For an event, sending a reminder email close to the deadline or cutoff date typically performs the best.

For an event, sending a reminder email close to the deadline or cutoff date typically performs the best.

Moreover, the sender’s industry greatly impacts deployment times. For example, restaurants and brick-and-mortar stores typically benefit from sending emails on Thursday evenings, Friday evenings, and on weekends to drive traffic to their locations.

What type of offer should I have?

This is a complex question, with many factors to consider.

  • What is the positioning of the product or brand? Usually luxury brands avoid heavy discounts and frequent promotions.
  • What other promotions or offers are circulating? You may have specific offers for affiliates, display ads, social ads ,and email. Looking across all channels at all offers is important. When presented with an offer code option at checkout, shoppers may simply search your brand for offers and use the first discount code they see, which could be different from the one that drove them to your site to begin with.
  • What are the financial goals? Discounting too much can hurt profits.
  • What is your offer-saturation threshold? There is a point, typically, when sending offers or discounts does not improve sales.

Once you’ve addressed those questions, test your offers. Which provide the highest lift in sales and margins? Based on my own tests, an offer for a straight percentage off a low order quantity typically performs the best.

How often should I send emails?

The frequency of email campaigns should reflect your segmentation strategy as well as your saturation point, when recipients start to unsubscribe at a higher rate and conversion metrics plateau or fall. While this will differ greatly for each business, most ecommerce retailers send emails no less than one per week and as often as daily. Many brands send two to three times per week. To determine your company’s frequency, test different options and monitor their metrics.

How do I measure performance of my emails?

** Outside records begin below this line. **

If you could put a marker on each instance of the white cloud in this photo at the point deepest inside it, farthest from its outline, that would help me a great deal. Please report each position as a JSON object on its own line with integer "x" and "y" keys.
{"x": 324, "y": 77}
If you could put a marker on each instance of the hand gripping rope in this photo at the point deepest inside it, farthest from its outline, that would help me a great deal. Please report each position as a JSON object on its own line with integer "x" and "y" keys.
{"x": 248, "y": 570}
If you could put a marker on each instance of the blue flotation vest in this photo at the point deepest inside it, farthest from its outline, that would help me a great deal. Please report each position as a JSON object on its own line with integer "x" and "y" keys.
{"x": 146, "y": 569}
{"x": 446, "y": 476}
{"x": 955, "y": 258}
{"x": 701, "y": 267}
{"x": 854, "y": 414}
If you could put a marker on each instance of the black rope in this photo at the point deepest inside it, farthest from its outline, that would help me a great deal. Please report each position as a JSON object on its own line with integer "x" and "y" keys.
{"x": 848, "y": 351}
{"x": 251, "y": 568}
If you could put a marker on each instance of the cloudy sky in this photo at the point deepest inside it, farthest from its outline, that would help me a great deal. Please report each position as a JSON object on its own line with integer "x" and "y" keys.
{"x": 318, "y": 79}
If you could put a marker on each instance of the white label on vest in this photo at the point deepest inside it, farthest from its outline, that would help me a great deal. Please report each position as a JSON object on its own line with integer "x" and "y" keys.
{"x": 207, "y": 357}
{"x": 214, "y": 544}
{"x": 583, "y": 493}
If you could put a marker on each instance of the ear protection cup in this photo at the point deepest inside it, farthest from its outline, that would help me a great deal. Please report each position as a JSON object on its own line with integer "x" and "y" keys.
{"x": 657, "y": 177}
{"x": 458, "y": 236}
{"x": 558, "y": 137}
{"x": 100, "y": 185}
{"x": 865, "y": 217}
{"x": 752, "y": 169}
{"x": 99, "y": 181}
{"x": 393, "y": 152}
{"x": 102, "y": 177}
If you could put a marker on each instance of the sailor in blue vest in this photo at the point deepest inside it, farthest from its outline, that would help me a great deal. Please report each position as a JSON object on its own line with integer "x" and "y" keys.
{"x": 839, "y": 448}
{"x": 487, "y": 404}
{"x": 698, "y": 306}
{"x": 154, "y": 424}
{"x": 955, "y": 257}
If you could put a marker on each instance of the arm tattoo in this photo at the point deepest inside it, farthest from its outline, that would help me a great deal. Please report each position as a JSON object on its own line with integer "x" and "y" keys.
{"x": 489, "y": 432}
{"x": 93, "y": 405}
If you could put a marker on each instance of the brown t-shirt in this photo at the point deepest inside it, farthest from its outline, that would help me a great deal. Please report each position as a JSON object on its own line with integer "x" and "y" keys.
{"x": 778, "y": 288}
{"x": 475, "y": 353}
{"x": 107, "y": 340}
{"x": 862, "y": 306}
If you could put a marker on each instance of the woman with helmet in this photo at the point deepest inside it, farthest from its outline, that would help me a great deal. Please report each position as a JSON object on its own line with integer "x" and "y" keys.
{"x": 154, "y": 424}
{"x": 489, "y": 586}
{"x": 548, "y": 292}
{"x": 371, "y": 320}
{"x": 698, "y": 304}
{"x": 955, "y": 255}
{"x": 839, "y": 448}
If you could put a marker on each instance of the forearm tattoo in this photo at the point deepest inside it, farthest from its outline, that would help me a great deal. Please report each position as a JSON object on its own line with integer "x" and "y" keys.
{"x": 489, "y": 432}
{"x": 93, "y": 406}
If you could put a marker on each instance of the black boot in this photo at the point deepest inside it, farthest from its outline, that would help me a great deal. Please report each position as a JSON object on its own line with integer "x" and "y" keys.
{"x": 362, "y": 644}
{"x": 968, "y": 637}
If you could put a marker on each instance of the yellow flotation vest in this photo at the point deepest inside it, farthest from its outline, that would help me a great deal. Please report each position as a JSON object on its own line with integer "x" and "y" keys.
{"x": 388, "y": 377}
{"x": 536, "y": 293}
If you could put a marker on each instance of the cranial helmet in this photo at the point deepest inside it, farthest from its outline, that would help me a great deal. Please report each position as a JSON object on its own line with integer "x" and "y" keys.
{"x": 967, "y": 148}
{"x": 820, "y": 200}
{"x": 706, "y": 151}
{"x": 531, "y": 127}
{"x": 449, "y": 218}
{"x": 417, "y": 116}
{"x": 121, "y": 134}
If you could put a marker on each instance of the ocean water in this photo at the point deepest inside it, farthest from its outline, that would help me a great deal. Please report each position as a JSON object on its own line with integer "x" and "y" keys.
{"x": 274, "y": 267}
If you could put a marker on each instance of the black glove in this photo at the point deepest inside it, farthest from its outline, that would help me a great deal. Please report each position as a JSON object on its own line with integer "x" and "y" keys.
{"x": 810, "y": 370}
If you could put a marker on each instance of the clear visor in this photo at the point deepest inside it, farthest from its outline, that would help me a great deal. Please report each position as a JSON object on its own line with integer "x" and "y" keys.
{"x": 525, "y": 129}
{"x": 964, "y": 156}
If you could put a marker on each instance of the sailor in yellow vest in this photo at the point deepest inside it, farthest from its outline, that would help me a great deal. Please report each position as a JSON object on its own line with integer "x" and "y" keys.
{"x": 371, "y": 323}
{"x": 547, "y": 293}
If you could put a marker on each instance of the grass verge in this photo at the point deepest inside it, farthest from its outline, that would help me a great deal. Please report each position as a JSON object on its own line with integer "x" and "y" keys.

Setting a specific goal or objective for your email program sounds easy. But many retailers struggle with this concept. Email performance metrics typically include the following.

  • Open rates.
  • Click rates.
  • Traffic to website.
  • Volume of offer-code redemptions.
  • Conversions.
  • Repeat purchases.

What constitutes success in the above metrics will vary by brand. But measuring the performance of email is becoming more difficult with the complex shopping behavior of most individuals, who often use multiple devices and offers prior to making a purchase decision. Regardless, setting benchmarks and tracking campaigns across those benchmarks over time will provide good overall performance monitoring.